Adriano Machado/CrusoéO plenário

A suprema censura

A decisão rocambolesca de um ministro do STF mandando Crusoé retirar do ar reportagem sobre o presidente da corte reaviva tempos tenebrosos e faz o Brasil reafirmar o direito à liberdade de imprensa
19.04.19

Notícias curiosas e necessárias das cousas do Brasil foi escrito no Brasil e publicado em 1663 em Portugal para contar a atuação da Companhia de Jesus, responsável pela colonização brasileira nas primeiras décadas após o descobrimento. O pecado do primeiro escrito brasileiro alvo de censura foi idealizar um paraíso no coração do país. A avaliação dos censores foi a de que, ao fazer esse relato, estaria implícita uma contestação da intervenção da Igreja e do reino português na vida da colônia. Havia, contudo, uma motivação a mais no ato. O visitador do Santo Ofício no Brasil à época, Jacinto de Magistris, uma espécie de fiscal da Igreja, era adversário político e ideológico do autor da obra, Simão de Vasconcelos. A ação foi tão eficiente que não restou nenhum exemplar original sem os cortes.

O Brasil deixaria de ser colônia 150 anos depois. Passaria por uma experiência mais curta com dois imperadores até entrar na atual fase, republicana, ao longo da qual sobreviveu a duas ditaduras. Em todos esses períodos, a censura sempre foi, em maior ou menor grau, utilizada como instrumento estatal para ameaçar a liberdade de expressão. E assim funcionou por séculos, sem grandes obstáculos, até que esse direito fosse finalmente consagrado como fundamental, de maneira inconteste, pela Constituição de 1988. Consolidou-se no país, então, o sentimento de que se trata de um pilar importante da democracia. De lá para cá, esse pilar sofreu fissuras, de todos os tamanhos, por diversas vezes. Mas talvez nenhuma dessas fissuras tenha se aproximado, em gravidade, de uma notícia curiosa e necessária das cousas do Brasil que Crusoé teve de dar a seus leitores na última segunda-feira, 15.

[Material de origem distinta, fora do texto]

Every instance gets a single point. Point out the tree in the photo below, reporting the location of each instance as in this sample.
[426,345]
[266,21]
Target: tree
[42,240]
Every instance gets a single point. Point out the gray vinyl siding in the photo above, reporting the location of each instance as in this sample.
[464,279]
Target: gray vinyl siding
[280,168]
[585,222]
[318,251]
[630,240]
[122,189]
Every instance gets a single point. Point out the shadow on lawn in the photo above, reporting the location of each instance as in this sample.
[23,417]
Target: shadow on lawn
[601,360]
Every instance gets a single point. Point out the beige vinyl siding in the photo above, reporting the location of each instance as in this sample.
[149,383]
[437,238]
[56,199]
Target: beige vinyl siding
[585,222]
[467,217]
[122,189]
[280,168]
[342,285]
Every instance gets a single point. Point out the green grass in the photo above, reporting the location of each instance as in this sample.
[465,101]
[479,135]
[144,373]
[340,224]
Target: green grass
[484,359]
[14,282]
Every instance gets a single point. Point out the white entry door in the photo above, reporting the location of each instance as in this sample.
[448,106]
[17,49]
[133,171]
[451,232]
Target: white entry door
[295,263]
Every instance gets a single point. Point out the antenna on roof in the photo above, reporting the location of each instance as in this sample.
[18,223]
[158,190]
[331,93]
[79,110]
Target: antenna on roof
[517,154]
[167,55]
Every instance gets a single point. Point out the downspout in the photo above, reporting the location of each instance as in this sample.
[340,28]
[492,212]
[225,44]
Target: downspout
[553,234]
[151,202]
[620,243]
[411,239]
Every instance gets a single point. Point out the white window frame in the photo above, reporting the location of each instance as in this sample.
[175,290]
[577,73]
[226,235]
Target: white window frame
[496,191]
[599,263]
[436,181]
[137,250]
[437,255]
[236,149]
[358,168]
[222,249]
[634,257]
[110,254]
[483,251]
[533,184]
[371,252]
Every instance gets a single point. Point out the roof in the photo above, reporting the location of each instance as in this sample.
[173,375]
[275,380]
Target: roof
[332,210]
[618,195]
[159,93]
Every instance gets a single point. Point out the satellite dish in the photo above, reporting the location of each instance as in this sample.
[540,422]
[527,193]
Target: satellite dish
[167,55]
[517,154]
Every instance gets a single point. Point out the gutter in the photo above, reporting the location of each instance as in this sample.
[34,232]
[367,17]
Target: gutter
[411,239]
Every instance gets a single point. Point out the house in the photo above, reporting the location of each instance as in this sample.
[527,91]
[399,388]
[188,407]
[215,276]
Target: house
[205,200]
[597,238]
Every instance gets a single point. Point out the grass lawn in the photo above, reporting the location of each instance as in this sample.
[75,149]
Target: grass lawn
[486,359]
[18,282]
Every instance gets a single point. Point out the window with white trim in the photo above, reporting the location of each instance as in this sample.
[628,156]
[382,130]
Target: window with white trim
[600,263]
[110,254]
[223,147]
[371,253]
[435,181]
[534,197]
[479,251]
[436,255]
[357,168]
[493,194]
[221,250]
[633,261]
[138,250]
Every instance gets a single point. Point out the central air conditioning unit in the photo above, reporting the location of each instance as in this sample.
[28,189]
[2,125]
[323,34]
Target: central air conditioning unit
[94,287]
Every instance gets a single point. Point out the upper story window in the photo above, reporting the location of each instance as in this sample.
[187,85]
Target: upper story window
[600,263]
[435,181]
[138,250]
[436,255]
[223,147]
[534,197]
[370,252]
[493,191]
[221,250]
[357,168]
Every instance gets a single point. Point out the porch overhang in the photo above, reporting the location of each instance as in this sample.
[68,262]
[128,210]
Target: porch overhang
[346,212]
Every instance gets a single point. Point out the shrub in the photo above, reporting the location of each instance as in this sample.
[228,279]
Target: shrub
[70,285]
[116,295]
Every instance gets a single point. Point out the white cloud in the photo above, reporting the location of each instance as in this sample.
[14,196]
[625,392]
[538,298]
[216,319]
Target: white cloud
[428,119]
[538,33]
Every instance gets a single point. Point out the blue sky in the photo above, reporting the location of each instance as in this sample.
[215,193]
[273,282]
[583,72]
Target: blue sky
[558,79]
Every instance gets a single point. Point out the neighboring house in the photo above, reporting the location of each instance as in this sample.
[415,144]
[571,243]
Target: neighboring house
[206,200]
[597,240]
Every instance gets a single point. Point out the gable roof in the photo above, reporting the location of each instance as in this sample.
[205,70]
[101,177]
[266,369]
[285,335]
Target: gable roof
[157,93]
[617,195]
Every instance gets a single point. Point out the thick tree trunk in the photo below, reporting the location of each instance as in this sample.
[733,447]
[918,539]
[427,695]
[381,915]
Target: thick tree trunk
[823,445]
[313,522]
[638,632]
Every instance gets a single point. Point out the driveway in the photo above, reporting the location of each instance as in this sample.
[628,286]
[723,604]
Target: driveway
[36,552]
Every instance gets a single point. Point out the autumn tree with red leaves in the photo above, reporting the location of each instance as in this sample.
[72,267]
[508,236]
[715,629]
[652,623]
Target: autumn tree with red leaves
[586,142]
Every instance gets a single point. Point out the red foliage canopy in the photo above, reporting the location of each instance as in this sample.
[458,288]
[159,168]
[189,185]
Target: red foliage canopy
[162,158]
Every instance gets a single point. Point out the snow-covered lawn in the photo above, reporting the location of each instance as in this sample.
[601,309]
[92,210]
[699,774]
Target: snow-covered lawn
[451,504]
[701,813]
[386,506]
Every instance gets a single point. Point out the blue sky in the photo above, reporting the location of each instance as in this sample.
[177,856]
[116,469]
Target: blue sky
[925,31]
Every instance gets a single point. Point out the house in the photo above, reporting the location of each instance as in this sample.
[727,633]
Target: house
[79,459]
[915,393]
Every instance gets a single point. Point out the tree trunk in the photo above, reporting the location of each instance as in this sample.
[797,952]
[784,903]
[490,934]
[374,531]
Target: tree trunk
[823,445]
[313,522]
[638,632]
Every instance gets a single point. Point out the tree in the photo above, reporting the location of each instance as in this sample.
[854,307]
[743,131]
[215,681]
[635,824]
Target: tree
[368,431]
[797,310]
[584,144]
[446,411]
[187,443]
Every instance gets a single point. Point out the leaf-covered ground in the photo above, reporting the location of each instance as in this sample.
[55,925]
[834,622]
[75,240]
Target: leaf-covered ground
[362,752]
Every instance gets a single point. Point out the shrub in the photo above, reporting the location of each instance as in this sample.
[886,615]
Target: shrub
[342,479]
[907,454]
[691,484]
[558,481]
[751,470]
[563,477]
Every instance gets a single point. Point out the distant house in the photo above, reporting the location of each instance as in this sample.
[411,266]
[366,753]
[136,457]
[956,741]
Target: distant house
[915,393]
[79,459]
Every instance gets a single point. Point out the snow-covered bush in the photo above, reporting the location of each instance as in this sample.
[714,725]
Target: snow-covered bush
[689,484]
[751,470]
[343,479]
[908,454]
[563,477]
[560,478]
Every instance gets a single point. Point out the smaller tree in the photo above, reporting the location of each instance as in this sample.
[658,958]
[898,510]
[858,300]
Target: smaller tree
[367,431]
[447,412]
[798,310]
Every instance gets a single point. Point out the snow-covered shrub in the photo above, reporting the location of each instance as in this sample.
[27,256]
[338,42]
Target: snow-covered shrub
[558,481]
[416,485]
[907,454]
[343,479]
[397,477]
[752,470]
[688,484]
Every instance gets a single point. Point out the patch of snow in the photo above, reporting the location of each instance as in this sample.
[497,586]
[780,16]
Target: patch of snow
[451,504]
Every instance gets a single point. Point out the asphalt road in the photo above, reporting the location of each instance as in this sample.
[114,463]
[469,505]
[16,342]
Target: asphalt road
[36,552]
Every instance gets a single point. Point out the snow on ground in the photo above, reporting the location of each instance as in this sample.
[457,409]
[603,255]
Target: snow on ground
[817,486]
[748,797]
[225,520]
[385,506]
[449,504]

Uma decisão expedida sob o timbre da corte judicial que mais deveria proteger o direito à liberdade de expressão, o Supremo Tribunal Federal, acabou por lançá-lo perigosamente na escuridão. Na última segunda-feira, uma oficial de Justiça enviada pelo tribunal bateu à porta da redação para entregar uma ordem do ministro █████████ ██ ██████ para que fosse retirada do ar, imediatamente, a reportagem de capa da última edição da revista, intitulada “O amigo do amigo do meu pai”. Era, portanto, uma decisão de um ministro da Suprema Corte censurando uma reportagem sobre o presidente da Suprema Corte. Estavam patentes, ali, o caráter inédito e a gravidade do caso.

A reportagem revelava um documento juntado em um dos inquéritos da Lava Jato no qual o maior empreiteiro do país, Marcelo Odebrecht, também delator da operação, esclarecia aos investigadores que o amigo do amigo de seu pai era o presidente do STF, ████ ██████. Além de ordenar a retirada da reportagem do ar, █████████ ██ ██████ também determinava que a Polícia Federal intimasse os responsáveis pela publicação para prestar depoimentos em 72 horas – o publisher de Crusoé, Mario Sabino, teve de comparecer à Polícia Federal em São Paulo, em até 24 horas. A censura se estendia a O Antagonista.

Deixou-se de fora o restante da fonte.